I am 51, and while whittierider's words, give me comfort, I am not there yet.
Up until I turned 40, I used to be able to hang with the college kids and leave many of them doubled over and puking. Since then, age has taunted me. I have some knee pain that seems controllable as long as a pedal at a good cadence. I had saddle issues that went away once I switched over to leather saddles. I have recently had prostrate issues, but a leather saddle with a cut-out, and proper fit seems to be the answer to prostrate issues.
The biggest challenge seems to be keeping balance in my life.
I spent my 30's as a divorced guy, so there were many biking adventures. I did some pretty cool stuff. Toured Cape Breton and part of the Continental Divide. Rode the length of the Keweenau Peninsula, and up one of Michigan's coasts and down the other. Learned to Eskimo roll a kayak. Stuff that none of my peers did.
I remarried at at 42, and lets just say that being married is time consuming. My new bride knew about, but was not prepared for all the time spent paddling and pedaling. In the end, I kept the wife, kept the bikes, and scaled back the boats. Last year I sold my fancy British touring kayak to pay for my new custom touring bike. My riding partners also married, and it seemed we spent a lot less time riding together.

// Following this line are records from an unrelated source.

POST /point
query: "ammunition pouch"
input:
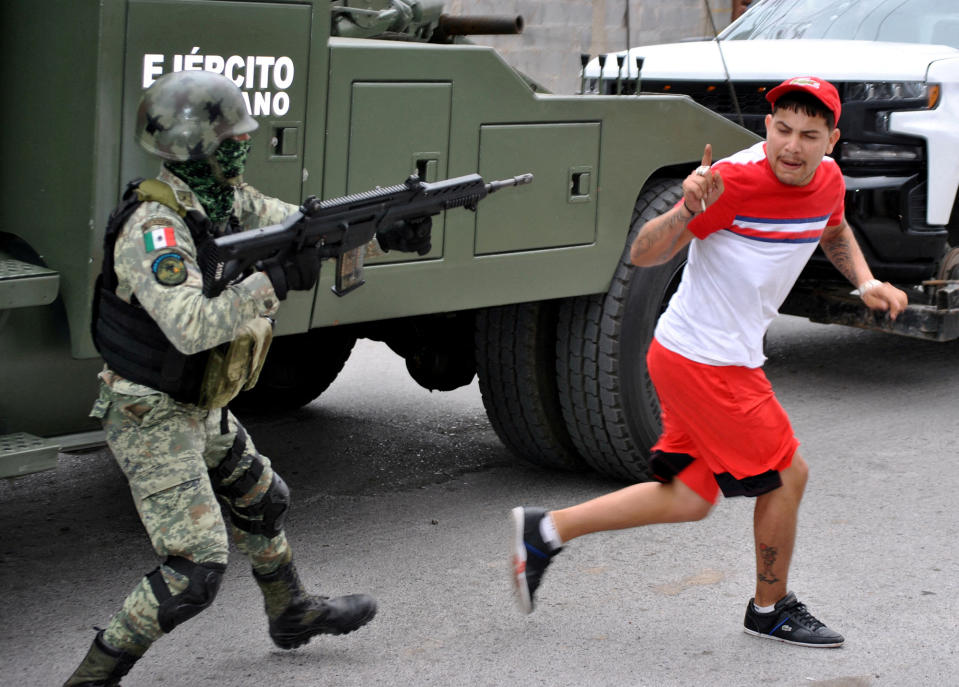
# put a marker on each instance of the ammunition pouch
(235, 367)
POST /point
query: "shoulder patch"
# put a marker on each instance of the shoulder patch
(169, 269)
(160, 237)
(156, 222)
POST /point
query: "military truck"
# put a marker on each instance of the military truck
(533, 292)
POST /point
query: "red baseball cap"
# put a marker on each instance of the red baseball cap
(824, 91)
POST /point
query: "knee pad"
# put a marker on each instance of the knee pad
(203, 584)
(267, 515)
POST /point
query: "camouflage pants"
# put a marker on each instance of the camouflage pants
(166, 449)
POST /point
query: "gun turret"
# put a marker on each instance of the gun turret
(413, 20)
(485, 25)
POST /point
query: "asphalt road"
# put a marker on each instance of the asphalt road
(405, 494)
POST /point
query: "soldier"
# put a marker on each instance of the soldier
(168, 350)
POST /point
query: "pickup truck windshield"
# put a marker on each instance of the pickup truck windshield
(903, 21)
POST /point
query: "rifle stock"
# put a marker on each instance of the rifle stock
(341, 227)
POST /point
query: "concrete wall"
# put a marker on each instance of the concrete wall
(557, 31)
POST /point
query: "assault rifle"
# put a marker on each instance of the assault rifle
(340, 228)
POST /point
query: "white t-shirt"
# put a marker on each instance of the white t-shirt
(753, 242)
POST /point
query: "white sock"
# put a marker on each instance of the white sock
(547, 530)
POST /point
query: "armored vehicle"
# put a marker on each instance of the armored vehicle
(532, 292)
(896, 66)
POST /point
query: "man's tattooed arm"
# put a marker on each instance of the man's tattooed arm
(840, 246)
(661, 238)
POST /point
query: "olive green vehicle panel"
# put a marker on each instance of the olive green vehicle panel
(528, 243)
(335, 115)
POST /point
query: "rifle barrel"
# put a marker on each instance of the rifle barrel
(519, 180)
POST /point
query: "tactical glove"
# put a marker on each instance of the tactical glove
(408, 236)
(297, 272)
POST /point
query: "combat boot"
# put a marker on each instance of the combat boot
(103, 666)
(296, 616)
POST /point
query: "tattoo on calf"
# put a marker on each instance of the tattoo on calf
(768, 555)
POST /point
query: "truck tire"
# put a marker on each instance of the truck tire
(298, 368)
(516, 364)
(608, 401)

When I entered the work force as a novice engineer in 1981, engineers were treated as a treasured resource. This decade is lot more different. We are up against the pressure to can us and ship the work to India. We are up against the pressure to replace us with younger workers. Never mind that I don't choke under pressure and the youngsters do. I have a hard time finding enough time to ride like I used to.

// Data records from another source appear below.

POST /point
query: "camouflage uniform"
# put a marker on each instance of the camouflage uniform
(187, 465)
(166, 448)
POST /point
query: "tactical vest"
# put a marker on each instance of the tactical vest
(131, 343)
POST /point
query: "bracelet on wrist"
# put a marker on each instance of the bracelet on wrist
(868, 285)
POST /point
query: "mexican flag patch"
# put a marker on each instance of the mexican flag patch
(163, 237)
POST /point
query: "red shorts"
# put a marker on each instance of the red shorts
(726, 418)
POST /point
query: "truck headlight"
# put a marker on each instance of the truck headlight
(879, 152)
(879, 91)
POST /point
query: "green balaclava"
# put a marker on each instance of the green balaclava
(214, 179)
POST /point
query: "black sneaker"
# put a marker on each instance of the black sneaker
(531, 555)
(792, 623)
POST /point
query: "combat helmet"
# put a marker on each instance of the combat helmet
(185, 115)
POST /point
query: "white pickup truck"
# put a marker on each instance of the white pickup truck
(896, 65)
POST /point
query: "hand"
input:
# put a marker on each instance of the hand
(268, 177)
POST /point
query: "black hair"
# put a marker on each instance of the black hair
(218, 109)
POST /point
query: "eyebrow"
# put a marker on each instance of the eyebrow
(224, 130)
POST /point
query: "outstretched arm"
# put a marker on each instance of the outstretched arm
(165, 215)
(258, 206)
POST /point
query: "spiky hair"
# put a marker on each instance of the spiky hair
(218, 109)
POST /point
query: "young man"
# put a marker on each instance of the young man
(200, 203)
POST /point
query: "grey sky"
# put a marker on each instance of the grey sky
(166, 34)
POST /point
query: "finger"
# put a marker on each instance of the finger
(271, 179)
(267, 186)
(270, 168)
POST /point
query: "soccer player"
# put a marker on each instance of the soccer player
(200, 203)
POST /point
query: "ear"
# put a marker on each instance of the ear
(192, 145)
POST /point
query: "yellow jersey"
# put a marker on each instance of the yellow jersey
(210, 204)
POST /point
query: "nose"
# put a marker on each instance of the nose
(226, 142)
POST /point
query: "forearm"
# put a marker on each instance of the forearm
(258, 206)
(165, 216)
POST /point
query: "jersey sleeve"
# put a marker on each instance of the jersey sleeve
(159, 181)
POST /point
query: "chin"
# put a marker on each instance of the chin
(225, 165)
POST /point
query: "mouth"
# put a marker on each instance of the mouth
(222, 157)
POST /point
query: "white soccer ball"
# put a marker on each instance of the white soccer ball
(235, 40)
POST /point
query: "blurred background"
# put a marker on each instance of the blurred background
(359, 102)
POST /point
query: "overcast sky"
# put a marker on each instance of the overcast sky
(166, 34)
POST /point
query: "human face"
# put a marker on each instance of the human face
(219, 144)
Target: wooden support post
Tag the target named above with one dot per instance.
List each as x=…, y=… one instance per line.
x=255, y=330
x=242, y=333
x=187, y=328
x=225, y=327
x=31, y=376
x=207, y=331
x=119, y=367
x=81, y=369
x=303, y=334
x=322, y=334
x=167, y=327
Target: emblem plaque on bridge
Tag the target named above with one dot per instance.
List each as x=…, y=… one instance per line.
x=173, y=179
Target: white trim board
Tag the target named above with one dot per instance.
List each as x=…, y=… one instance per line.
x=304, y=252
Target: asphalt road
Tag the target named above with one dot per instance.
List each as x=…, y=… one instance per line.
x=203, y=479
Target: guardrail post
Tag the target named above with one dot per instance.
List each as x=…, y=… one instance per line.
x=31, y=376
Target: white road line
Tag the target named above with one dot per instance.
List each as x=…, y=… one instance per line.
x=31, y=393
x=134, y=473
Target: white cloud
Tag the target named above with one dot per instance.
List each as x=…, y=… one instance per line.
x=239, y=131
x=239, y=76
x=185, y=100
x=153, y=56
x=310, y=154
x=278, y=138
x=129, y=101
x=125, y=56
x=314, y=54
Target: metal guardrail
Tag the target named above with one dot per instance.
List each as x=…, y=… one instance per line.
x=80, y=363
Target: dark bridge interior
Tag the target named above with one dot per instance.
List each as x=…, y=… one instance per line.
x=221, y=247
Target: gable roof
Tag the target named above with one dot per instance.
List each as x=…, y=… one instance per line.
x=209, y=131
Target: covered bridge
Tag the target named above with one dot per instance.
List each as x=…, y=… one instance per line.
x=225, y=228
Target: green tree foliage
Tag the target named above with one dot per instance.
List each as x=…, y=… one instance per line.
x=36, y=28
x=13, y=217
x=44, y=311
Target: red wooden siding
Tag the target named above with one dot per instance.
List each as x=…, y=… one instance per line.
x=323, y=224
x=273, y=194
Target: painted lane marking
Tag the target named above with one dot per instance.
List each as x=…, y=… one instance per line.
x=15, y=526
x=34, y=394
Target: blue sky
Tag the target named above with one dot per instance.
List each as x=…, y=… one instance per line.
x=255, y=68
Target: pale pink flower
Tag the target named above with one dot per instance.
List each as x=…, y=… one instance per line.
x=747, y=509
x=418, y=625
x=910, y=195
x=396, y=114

The good news is that I picked up someone new to ride with. In the beginning I mentored him along; now I relate to Victor Frakenstein. If it is above 25F, John drags my sorry butt out for a ride. You riders from Southern California or Florida probably have never ridden on iced road after dark, but this is how I spent my winter this year. We will see if I can swing carbide tipped studded tires for next winter.
Also on the good new front is that riding is still the spiritual experience it always was. I always return home with more than I left with. I still tour, I just have to find something I can do in less than a week. And I am still doing stuff that none of my peers do.
I guess that I hold out for my retirement years. I have this expectation that I will have enough time then to ride all I want. That I will have trained enough that I can ride like I did as 30-something. That the absence of stress will make weight management easy like it used to be.
I am OK with slower acceleration--I just want to climb like a billy goat again.